Plan: Catch Virus
Before It Can Spread
By JIM KEVLIN • Special to www.AllOTSEGO.com
ONEONTA – A draft plan on reopening SUNY Oneonta on Feb. 1 was released Monday, Nov. 16, that – among many points in the single-spaced, 22-page document – addresses a particular community concern.
That is, preventing this fall’s outbreak of 700-plus on-campus cases from happening again.
In an interview, SUNY Oneonta President Dennis Craig called it “a strong plan” that includes a five-point prevention protocol he had outlined Nov. 9 in a video message to the campus:
• One, all students will be tested on arrival.
• Two, all students coming in from “hotspots” will be quarantined.
• Three, students, faculty and staff will undergo surveillance testing every two weeks.
• Four, a “pause” if the infection rate rises.
• And, five, Craig said, “what I would call a zero-tolerance code of conduct.”
“What gives the Oneonta plan an edge is: the campus went through something very difficult and learned lessons very quickly,” said Craig. “That makes it safer going forward.”
Under the plan, which is due in SUNY’s Albany headquarters by Dec. 10, students would begin returning Jan. 1, and classes – 20 percent of which would by M2M (mask-to-mask) – will begin Feb. 1.
The plan also limits the number of students taking classes on-campus to 1,100; it is usually 5,000. And only one person will be assigned to each dorm room; no more than four students will use each dorm bathroom, which will be cleaned twice daily.

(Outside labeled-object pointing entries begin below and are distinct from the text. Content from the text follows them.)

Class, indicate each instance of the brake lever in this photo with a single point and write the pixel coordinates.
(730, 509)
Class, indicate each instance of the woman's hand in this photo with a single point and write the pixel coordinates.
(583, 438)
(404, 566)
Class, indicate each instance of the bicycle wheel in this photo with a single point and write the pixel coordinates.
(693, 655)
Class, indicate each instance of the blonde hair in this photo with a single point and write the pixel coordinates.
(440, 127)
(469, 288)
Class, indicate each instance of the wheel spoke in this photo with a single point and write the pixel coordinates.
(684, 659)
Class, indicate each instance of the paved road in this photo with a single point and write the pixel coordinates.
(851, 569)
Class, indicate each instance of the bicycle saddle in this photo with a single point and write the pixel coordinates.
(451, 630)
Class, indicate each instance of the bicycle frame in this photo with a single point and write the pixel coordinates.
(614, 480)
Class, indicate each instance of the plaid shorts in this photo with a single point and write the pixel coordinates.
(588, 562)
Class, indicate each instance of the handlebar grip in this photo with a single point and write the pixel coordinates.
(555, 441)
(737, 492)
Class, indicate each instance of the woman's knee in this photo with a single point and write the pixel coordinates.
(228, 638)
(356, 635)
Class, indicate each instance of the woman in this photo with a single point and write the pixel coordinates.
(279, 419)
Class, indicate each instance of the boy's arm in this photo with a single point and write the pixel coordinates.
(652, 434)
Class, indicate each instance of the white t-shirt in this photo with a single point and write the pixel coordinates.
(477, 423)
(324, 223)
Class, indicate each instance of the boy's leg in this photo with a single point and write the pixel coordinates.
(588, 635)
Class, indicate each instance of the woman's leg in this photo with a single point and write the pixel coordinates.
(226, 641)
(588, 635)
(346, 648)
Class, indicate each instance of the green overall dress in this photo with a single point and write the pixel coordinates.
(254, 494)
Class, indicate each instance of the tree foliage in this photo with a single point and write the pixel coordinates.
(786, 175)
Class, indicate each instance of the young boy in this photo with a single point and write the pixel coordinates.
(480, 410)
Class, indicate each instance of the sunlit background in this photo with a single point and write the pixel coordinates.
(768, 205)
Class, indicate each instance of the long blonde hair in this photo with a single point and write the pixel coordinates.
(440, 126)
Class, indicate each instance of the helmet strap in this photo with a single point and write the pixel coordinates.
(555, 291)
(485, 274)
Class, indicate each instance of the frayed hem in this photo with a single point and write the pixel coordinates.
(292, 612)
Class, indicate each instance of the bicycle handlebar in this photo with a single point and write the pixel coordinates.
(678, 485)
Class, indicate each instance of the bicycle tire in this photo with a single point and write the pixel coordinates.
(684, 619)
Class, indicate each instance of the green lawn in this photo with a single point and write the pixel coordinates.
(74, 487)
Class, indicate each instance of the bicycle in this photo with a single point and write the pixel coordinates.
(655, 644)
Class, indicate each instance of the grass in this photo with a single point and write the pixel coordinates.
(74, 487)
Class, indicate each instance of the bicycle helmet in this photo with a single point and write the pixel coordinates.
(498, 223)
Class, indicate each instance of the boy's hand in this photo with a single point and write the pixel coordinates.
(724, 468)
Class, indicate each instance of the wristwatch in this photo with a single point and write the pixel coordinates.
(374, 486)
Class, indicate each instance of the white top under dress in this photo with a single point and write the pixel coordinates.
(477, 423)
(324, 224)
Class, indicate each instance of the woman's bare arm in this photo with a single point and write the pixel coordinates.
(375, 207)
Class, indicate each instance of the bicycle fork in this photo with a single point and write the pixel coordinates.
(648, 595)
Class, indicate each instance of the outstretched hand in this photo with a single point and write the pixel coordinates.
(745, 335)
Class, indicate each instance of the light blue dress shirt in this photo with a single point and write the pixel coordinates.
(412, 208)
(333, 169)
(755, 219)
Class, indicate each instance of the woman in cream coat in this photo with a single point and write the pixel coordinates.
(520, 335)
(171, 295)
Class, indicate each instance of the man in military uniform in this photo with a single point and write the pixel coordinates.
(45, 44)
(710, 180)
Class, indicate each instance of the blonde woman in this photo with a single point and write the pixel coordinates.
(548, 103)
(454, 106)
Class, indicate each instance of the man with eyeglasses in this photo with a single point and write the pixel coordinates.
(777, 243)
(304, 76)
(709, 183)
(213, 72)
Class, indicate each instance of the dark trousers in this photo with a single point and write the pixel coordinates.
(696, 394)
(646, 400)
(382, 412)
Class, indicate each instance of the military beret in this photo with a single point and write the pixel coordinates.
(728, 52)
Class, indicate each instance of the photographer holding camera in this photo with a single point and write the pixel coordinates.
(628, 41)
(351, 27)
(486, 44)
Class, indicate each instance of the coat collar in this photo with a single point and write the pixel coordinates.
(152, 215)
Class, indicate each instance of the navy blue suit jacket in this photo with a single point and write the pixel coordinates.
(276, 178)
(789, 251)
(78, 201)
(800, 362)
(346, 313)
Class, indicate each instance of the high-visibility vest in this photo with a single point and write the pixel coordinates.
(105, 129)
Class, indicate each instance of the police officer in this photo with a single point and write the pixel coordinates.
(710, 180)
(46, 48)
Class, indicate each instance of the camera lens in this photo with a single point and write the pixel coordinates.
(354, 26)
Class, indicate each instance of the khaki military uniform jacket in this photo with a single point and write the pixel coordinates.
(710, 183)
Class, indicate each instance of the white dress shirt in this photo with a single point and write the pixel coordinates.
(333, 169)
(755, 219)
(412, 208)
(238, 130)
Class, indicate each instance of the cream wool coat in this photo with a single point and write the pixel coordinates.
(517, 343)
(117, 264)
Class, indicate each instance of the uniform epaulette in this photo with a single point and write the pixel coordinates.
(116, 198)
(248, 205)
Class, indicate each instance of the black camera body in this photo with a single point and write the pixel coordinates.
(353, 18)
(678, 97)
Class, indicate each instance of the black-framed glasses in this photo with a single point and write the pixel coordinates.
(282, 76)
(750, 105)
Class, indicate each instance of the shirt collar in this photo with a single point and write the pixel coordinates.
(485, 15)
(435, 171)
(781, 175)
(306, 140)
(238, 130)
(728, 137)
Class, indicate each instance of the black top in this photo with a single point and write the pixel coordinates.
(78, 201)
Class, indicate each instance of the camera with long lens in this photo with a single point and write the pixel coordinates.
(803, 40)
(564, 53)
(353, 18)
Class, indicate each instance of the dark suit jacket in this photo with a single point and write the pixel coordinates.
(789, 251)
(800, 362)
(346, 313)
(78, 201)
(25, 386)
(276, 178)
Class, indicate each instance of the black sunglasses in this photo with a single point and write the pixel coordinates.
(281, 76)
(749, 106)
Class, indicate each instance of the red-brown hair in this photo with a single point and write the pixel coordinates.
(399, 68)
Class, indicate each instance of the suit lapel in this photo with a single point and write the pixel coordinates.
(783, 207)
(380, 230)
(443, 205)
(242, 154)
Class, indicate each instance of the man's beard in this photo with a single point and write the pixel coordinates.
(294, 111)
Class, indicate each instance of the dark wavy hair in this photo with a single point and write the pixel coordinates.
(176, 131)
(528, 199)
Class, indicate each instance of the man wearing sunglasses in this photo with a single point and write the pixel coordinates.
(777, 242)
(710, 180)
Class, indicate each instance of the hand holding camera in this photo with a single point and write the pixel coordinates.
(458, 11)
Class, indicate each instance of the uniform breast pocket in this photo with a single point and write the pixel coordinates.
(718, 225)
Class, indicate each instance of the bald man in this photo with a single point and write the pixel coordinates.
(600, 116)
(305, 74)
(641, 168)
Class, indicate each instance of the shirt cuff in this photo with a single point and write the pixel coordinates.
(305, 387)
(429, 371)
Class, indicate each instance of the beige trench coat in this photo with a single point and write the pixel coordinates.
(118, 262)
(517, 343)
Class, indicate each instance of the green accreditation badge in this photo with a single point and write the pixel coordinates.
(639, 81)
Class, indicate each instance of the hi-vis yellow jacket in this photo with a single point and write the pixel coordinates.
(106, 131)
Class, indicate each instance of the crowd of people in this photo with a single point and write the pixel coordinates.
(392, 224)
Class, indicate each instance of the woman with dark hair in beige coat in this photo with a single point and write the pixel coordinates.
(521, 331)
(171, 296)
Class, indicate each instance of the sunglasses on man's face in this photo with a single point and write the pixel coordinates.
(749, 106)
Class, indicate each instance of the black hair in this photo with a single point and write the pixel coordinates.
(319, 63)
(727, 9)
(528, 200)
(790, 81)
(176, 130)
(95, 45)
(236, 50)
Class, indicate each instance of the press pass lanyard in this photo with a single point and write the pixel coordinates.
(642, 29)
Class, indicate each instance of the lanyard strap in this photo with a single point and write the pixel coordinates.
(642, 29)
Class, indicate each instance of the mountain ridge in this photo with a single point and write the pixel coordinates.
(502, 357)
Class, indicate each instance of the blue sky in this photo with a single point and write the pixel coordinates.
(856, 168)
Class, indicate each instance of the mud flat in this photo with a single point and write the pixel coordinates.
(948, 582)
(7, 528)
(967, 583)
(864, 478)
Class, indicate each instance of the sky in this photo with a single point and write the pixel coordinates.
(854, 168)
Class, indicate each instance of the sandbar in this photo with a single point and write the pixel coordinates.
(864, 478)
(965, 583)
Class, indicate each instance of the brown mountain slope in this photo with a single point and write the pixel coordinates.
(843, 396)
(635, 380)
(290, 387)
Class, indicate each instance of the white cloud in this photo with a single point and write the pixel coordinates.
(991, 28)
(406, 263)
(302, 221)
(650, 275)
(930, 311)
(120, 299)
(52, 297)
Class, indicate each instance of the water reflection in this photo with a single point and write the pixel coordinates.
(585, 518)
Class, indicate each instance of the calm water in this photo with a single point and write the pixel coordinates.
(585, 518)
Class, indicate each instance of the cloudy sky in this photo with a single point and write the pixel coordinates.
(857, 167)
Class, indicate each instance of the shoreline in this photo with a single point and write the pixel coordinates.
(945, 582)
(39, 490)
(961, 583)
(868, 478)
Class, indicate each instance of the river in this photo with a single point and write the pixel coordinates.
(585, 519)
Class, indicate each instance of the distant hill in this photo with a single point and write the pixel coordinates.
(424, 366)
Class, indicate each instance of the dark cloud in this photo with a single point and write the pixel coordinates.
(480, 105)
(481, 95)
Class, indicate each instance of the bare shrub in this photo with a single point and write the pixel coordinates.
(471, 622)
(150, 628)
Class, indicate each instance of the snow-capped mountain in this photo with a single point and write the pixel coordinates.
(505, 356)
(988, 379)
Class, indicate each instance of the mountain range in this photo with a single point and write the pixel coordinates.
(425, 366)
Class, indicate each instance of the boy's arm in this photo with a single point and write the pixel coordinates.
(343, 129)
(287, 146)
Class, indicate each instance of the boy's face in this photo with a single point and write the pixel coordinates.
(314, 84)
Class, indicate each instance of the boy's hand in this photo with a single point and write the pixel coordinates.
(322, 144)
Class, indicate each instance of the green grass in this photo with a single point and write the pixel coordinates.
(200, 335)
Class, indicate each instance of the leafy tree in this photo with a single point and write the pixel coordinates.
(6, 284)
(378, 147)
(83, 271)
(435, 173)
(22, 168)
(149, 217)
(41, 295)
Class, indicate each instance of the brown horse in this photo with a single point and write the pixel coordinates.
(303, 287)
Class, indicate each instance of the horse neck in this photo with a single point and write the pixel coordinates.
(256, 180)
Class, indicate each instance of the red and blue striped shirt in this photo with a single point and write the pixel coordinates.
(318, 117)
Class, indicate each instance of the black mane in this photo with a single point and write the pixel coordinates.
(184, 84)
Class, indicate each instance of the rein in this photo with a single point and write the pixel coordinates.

Mayor Gary Herzig previewed the plan over the weekend and said Monday, “I found it to be very encouraging.”
“There was a significant increased focus on what happened off-campus, building stronger community relations, and eliminating unsafe behaviors,” he said. “That was something we did not see in the plan for opening in the fall.”
Craig bolstered that initiative Monday, he announced the appointment of Franklin D. Chambers to a new position, vice president/external affairs. In Oneonta since 2015, Chambers, who has been VP/student development, “will build and attend to the connections that make SUNY Oneonta among our region’s most unique assets,” the president said.
“I’m also encouraged by the open communications and sense of partnerships I’ve had with President Craig over the past several weeks, which is critical to a safe opening,” the mayor said. “We all want the campus to open. I think the plan does a good job of addressing risks while allowing the college to return to some semblance of normalcy.”
The plan was developed over the past month by a COVID Response Team co-chaired by Provost Leamor Kahanov and Vice President/Finance & Administration Julie Piscitello, and may be viewed in full by Googling “SUNY Oneonta 2021 reopening.”
Kahanov agreed tighter testing is the hallmark of the document. First, requiring students to get tested before arriving on campus.
Also, that off-campus students not only have to undergo daily checks – temperatures and the like – before coming on campus, and will have to carry a card that records those checks.